Şükran Şençekiçer
Türkiye’yi terk ederek Almanya’da yaşamaya başlayan gazeteci ve yazarlar, Frankfurt Kitap Fuarı’nda ülkeden uzakta yazmanın, çalışmanın anlamını anlattı.
Dünyanın en büyük kitap fuarı olan, 104 ülkeden 7450 katılımcının yer aldığı Frankfurt Kitap Fuarı, Almanya’da yaşayan Türk yazar ve gazetecileri okurlarla buluşturdu. 16-20 Ekim tarihleri arasında düzenlenen fuarda, kültürlerarası diyaloğu destekleyen Türkiye Almanya Kültür Forumu’nun standı da yerini aldı.
Standda birçok gazeteci ve yazar, Kültür Forumu tarafından desteklenen #FreeWordsTurkey inisiyatifi öncülüğünde Türkiye’de ifade özgürlüğü ve sansür gibi konuları ele alarak kendi deneyimlerini paylaştı.
Söyleşisinde ona 2010 Sait Faik Hikâye Armağanı'nı kazandıran romanı Taş Ev ve Sürgün’ü anlatan edebiyatçı Aslı Erdoğan, son yıllarda yaşadıklarını “hapis artı sürgün” diye adlandırdı.
Özgür Gündem davasında “silahlı terör örgütü üyeliği” suçlamasıyla yargılanan, üç buçuk aylık hapis süreci ve sonrasında devam eden yurt dışı çıkış yasağına maruz kalan Erdoğan, iki yıldır yaşadığı Almanya'da Türkiye’ye olan özlemini dile getirdi.
DW Türkçe’ye konuşan Aslı Erdoğan, anadilinden uzak olmasının bir yazar için çok can alıcı bir mesafe olduğunu anlattı. “Kütüphanemden, kitaplarımdan, evimden uzağım; bunlar ağır vuruyor” diyen Erdoğan, ağır sağlık problemleri yaşadığını ve bu nedenlerle yazamadığını söyledi.
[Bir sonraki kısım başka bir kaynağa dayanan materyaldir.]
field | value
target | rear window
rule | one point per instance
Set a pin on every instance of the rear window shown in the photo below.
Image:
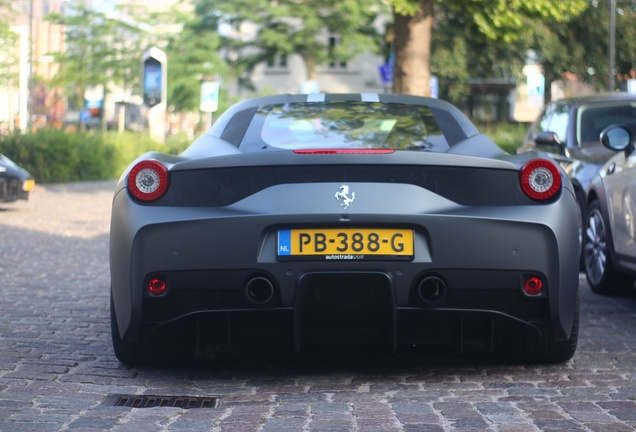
(592, 119)
(345, 125)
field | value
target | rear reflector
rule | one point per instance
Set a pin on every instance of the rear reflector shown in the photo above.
(533, 285)
(157, 286)
(345, 151)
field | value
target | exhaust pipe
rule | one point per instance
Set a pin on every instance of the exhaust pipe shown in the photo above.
(431, 289)
(259, 290)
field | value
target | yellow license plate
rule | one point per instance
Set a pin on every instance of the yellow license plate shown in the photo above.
(345, 243)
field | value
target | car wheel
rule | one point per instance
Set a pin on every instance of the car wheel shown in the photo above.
(602, 276)
(126, 352)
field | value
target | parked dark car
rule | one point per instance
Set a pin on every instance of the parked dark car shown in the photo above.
(305, 221)
(609, 241)
(15, 182)
(569, 130)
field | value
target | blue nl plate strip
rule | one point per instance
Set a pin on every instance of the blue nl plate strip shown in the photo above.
(284, 242)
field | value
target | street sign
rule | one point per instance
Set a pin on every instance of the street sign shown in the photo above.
(85, 116)
(386, 73)
(154, 77)
(209, 96)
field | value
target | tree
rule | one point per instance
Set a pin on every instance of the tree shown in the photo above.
(8, 43)
(495, 20)
(581, 46)
(319, 31)
(100, 50)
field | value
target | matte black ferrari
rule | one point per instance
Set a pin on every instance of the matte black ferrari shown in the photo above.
(311, 221)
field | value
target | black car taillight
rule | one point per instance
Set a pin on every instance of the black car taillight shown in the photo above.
(148, 180)
(540, 179)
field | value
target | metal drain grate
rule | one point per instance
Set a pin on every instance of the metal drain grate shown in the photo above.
(149, 401)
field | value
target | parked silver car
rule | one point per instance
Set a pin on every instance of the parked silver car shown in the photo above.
(609, 241)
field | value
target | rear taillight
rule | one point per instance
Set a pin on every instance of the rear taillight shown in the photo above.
(540, 179)
(148, 180)
(346, 151)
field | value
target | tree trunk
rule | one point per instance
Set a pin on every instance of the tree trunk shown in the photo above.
(412, 44)
(548, 76)
(310, 64)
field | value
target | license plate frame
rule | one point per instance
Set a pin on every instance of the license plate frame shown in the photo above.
(346, 244)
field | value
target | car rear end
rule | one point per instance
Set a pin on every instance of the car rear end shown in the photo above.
(263, 249)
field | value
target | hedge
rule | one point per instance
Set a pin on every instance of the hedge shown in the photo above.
(55, 156)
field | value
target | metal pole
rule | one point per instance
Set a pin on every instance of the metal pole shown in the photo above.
(612, 45)
(30, 99)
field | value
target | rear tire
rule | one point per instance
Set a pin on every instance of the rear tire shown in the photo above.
(602, 276)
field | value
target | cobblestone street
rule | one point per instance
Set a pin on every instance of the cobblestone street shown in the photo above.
(57, 367)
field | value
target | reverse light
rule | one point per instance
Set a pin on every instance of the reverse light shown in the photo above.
(157, 286)
(540, 179)
(345, 151)
(533, 285)
(148, 180)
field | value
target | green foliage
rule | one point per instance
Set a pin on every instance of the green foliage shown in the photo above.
(8, 44)
(54, 156)
(298, 27)
(100, 50)
(581, 45)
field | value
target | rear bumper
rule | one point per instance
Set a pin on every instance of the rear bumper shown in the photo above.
(350, 308)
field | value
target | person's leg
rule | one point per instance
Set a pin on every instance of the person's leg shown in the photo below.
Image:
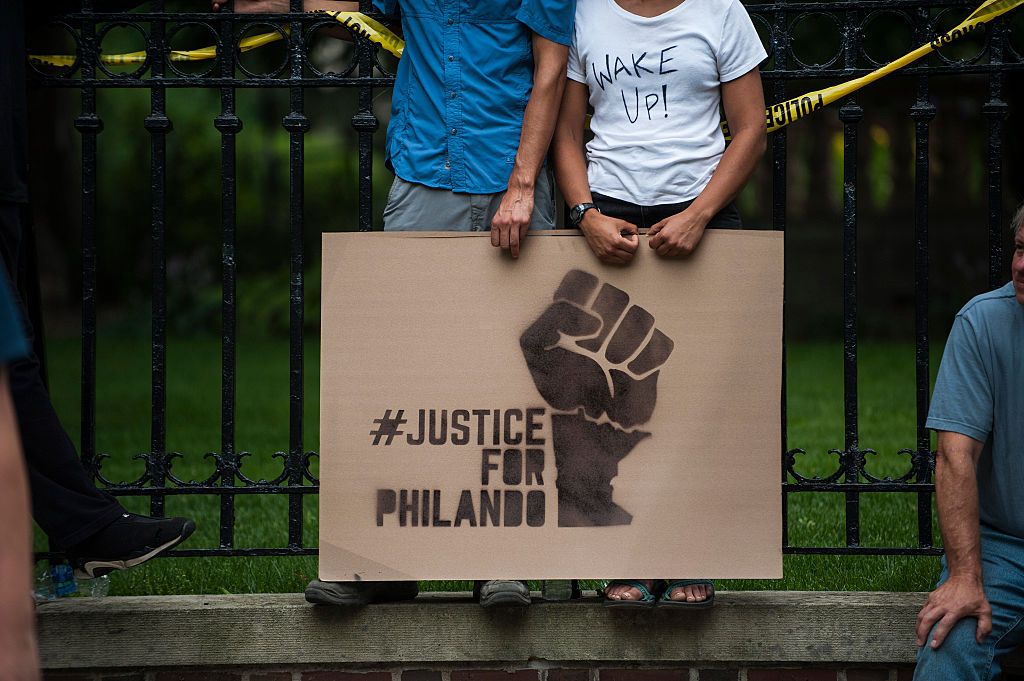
(727, 218)
(961, 656)
(413, 207)
(66, 503)
(89, 523)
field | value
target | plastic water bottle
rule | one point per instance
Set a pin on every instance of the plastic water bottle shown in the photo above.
(44, 587)
(62, 577)
(556, 590)
(97, 588)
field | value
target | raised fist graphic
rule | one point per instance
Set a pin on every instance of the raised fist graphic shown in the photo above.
(595, 357)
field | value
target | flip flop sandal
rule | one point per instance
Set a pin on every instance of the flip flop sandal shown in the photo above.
(667, 602)
(646, 600)
(354, 594)
(502, 593)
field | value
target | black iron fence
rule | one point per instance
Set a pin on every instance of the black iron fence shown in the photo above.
(784, 76)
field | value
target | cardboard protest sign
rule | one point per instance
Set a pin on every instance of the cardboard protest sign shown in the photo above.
(549, 417)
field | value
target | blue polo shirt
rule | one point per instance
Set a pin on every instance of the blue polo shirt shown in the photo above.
(463, 83)
(979, 392)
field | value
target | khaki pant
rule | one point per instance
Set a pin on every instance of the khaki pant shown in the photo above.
(413, 207)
Fakat eninde sonunda cezaevinde yaşadıklarını bir kitaba dönüştüreceğini söyleyen Erdoğan, sözlerine şöyle devam etti:
“Cezaevi bir kitaba dönüşmek zorunda. Yoksa beni için için parçalayacak. Bu cezaevini yazmak kendime de, cezaevindekilere de, edebiyata da bir borcum. Bu borcu kapamadan gitmeye niyetim yok.”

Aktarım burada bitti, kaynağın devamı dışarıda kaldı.